O ator conta a importância de estar conectado com trabalhos sociais (Foto: Letícia Godoy)

Presente em inúmeras frentes artísticas, Trassi analisa que quem vive da arte sobre muitos abusos muitas vezes. “No Brasil, dependemos das leis de incentivo para mostrar algo que mais vale no mundo: a energia, o tempo e a criatividade humana. O mundo inteiro só funciona por isso e no Brasil é  desvalorizado. Os brasileiros criam projetos maravilhosos e não têm nenhum incentivo para tirar do papel. Diferente de tantos países que valorizam a criatividade humana, mas, não têm esse calor do brasileiro. Se olharmos para a África então… Um povo que cria, que ama as cores, a alegria da vida e é um continente que sofre. O que eu quero dizer com isso é que a arte resiste no lugar em que o sofrimento e a violência predominam. Ela vem como respiro, como incentivo de viver e continuar sendo humano. Não é à toa que o samba veio do morro, que a flor nasce no lixo. O mercado de arte no Brasil é muito rico, subutilizado, abusado e abusador”, analisa.

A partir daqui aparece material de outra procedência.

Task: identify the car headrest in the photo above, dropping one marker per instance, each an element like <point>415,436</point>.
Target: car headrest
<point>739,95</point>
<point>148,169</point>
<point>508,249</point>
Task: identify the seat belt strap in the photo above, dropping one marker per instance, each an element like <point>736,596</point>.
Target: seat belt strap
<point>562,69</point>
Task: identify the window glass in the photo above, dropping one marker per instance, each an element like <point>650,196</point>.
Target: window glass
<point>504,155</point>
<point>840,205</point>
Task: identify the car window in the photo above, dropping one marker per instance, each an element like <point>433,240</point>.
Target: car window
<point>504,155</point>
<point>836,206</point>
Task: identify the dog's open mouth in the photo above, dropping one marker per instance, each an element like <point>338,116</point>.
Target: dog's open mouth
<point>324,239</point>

Trassi nos conta ainda que suas maiores inspirações no mundo das artes são aquelas que cultivam as virtudes, pessoas que se transformam, são bem sucedidas e tem o sucesso no sentido completo da palavra, não só em um âmbito, mas sim em todos. “Conheço bons exemplos assim. Minhas maiores inspirações também são as artes que despertam reflexão, mudança de atitude, consciência. A natureza é uma grande inspiração. Eu busco levar para o meu público, com a minha arte, sempre a oportunidade de reflexão, do público criar ferramenta, para poder levar realidade. O ser humano aprende com o exemplo”. 

José Trassi está no elenco de “Carcereiros O Filme” (Foto: Ramón Vasconcellos)

Além de estar presente em inúmeras frentes artísticas, Trassi revela que gostaria muito de ter mais tempo para se dedicar cada vez mais a trabalhos sociais. Conta que, desde muito jovem, está conectado com essa prática.”Um trabalho social que eu faço há muito tempo é de doação de brinquedos para comunidades carentes na época do Natal. E, agora, estou entrando em uma fase de querer conversar com os jovens e levar para eles uma força, uma ideia de como que eles podem mudar a vida para melhor. Como podem ter mais força para, além de sobreviver, viver a potência que é o ser humano. Se uma pessoa acreditar que ela pode, ela vai fazer. Na adolescência, além dos hormônios, das dúvidas, os jovens têm a pressão da vida, da família e esse é o momento que eles mais precisam de ajuda”, frisa. O ator conclui que o trabalho social é capaz de conectar classes diferentes como se fosse um intercâmbio de experiências.